Une fois le secret dévoilé, la menace interne au groupe se mue en danger externe : il faut désormais faire face ensemble, être soudés, et les cinq convoyeurs deviennent une équipe. Les personnalités se révèlent, les rapports évoluent. Mais des imprévus sur la route vont raviver le malaise et exploser le quintet, transformant peu à peu le convoi humanitaire en chasse à l'homme. Cependant j'ai trouvé qu'à partir de ce moment, les nombreuses confidences des uns et des autres rendaient les personnages un peu trop transparents : ils perdent en nuance et en mystère. Et de manière générale, l'écriture de l'auteur est peut-être trop limpide : les tenants de l'intrigue sont faciles à suivre, mais il m'a manqué un petit quelque chose pour véritablement y adhérer... Plus d'ambiguïté, de flottement dans les comportements peut-être, parce qu'au final la situation s'y prête : dans un contexte de guerre, difficile de trancher clairement entre le camp des « bons » et des « mauvais », les règles et les réactions étant forcément différentes.

On a tout de même quelques réflexions intéressantes sur ce thème, comme le fait que dans cette région pluri-ethnique aux frontières constamment redessinées, les gens se retrouvent bien souvent à se battre contre leurs voisins... Réflexion sur les relations humaines également : « Vauthier était antipathique, veule et grossier, mais était-ce une raison pour le traiter avec violence ? Ils se souvenaient du combat avec Marc et se disaient que la guerre commence comme cela ». Réflexion sur l'engagement humanitaire, enfin : « L'humanitaire, pour elle, c'était des victimes implorantes et des gens courageux et désintéressés qui venaient les secourir. Au lieu de ça, elle trouvait des êtres faibles, veules, murés dans leur haine. » Il est vrai qu'il n'est pas simple de mettre des visages sur les réfugiés, ces « êtres irréels ». Vrai aussi qu'en secourant les autres, certains flattent leur ego, agissant davantage pour l'image d'eux-mêmes que pour les victimes...
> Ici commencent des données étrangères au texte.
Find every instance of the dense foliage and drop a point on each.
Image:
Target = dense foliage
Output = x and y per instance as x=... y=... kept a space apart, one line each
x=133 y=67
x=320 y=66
Et pourtant, c'est dans ce contexte particulier que Maud va tomber amoureuse pour la première fois : « Elle ne s'était ouverte à l'amour que dans cette ambiance de danger et de combats où elle prenait sa part, où les rôles sociaux et sexuels étaient bouleversés, libres. Tout était brutal dans ce qu'ils vivaient et leur amour lui-même avait le caractère violent de cette guerre ». Point de vue qui m'a semblé un peu incongru, mais pourquoi pas. La fin réserve plusieurs rebondissements sympathiques, bien qu'une fois encore, elle soit presque trop idéalement romanesque étant donné le contexte : « Sur ce champ de ruines, la rencontre de [chut !] et de Maud était le seul édifice qui se soit bâti ».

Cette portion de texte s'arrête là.